Agus
Selama lima tahun belakangan ini, Mike terus bekerja keras. Sebelum matahari terbit, ia sudah berangkat kerja dan setelah cahaya rambulan menyinari gelapnya malam ia baru sampai di rumah. Sedangkan aku bertugas untuk menjaga anak-anak di rumah sambil berjualan ketoprak di depan rumah. Aku dapat merasakan perjuangan Mike untuk terus berusaha memberikan nafkah dan kehidupan yang layak bagi keluarga kecilnya. Meskipun jarak yang jauh sudah memisahkan mereka, tetapi Mike tetap memberikan perhatian pada keluarganya yang masih berada di kampung halaman. Yang membuatku salut, sesampainya Mike di rumah, ia tidak langsung masuk ke dalam kamar dan beristirahat. Ia selalu meluangkan waktu untuk menemani Alexander, putra pertamanya untuk bermain dan mengobrol. Padahal rasa yang lelah sudah terlukis jelas di raut wajahnya.

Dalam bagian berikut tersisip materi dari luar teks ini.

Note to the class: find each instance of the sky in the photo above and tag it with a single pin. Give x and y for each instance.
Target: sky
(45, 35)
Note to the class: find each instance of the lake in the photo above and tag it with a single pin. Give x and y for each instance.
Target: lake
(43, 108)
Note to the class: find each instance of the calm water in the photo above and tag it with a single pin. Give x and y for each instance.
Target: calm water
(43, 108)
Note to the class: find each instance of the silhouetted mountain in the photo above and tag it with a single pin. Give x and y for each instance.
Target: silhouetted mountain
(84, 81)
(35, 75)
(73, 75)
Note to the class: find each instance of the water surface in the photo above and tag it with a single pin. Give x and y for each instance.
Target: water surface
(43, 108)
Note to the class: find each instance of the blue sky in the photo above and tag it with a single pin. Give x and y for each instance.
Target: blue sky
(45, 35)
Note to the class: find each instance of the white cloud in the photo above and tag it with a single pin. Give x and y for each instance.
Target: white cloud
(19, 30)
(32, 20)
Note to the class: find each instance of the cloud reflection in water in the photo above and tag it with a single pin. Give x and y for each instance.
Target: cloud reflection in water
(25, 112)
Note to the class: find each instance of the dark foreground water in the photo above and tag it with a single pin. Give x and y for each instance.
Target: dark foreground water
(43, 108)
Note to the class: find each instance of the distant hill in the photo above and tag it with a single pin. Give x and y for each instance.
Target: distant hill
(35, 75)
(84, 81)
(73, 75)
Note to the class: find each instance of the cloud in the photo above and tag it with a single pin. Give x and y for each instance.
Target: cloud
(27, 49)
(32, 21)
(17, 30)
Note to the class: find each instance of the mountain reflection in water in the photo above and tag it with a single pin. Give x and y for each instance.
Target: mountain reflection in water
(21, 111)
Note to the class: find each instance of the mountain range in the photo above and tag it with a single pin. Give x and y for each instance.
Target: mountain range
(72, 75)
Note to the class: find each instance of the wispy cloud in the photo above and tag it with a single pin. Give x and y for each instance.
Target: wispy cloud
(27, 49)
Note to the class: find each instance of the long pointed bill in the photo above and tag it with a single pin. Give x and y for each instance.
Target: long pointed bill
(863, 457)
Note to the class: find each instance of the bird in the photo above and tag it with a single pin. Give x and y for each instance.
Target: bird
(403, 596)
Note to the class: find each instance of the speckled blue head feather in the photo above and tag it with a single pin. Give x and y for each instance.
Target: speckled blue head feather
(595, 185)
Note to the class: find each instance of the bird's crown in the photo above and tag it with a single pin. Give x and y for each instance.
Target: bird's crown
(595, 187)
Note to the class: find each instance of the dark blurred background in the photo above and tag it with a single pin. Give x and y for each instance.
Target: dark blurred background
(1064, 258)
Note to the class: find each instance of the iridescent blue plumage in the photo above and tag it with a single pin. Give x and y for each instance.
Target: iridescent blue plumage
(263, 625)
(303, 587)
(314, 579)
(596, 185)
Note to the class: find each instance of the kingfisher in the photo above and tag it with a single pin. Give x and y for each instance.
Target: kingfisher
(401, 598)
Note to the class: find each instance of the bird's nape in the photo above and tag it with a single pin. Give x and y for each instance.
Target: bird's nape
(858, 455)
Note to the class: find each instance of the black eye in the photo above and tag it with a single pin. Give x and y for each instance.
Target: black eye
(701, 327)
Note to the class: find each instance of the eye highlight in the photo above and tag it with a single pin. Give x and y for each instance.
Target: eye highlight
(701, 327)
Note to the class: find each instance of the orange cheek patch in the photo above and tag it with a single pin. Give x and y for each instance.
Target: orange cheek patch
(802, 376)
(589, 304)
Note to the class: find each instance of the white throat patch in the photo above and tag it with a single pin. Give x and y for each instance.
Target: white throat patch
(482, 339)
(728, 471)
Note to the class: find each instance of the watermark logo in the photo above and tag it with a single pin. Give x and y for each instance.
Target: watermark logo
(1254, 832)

Aku menjadikan sahabatku yaitu Mike sebagai panutan serta contoh untuk menjadi seorang ayah yang bertanggung jawab dan bijaksana dalam segala hal. Aku selalu meluangkan waktu untuk menemani Alexious bermain dan mengobrol. Sejak istriku meninggal dunia, tanggung jawab yang diletakkan di kedua pundakku ini semakin besar, aku harus menjadi seorang ayah sekaligus ibu yang harus semaksimal mungkin membimbing anak semata wayangku agar jika sudah beranjak dewasa nanti bisa menjadi orang yang berguna dan memiliki sifat yang rendah hati.
Melihat cuaca yang begitu cerah, aku memutuskan untuk membawa Alexander dan Alexcious pergi bermain ke tepian danau. Atas izin dari Mike yang sedang sibuk bekerja, akhirnya aku mulai mengayuh sepeda ontel peninggalan kedua orang tuaku menuju tepi danau yang letaknya tidak jauh dari rumahku. Disaat aku mengajak kedua anak ini pergi mencari udara segar, mereka mengeluarkan ekspresi yang sangat gembira. Bahkan sesekali mereka bernyanyi bersama sambil menikmati udara segar. Meskipun warung ketoprakku harus kuliburkan setengah hari, tetapi kerugian yang didapatkan langsung terbayarkan setelah melihat dua jagoan kecil ini tertawa begitu lepas.
“Papa papa, liat deh di sana ada perahu!”
“Kamu mau naik perahu?”
“Iya pa, aku mau tau rasanya naik perahu.”
“Alexander, kamu mau ikut?” tanyaku sambil memalingkan wajah padanya. Kedua alisnya dikerutkan dan bersembunyi di belakang sepeda ontel. Dapat disimpulkan bahwa Alexander tidak berani bersama aku dan putraku untuk bersama-sama menaiki perahu kayu tersebut.
“Kak Alex, ayok bareng kita naik perahu.” Ajak putraku sambil menarik tangannya.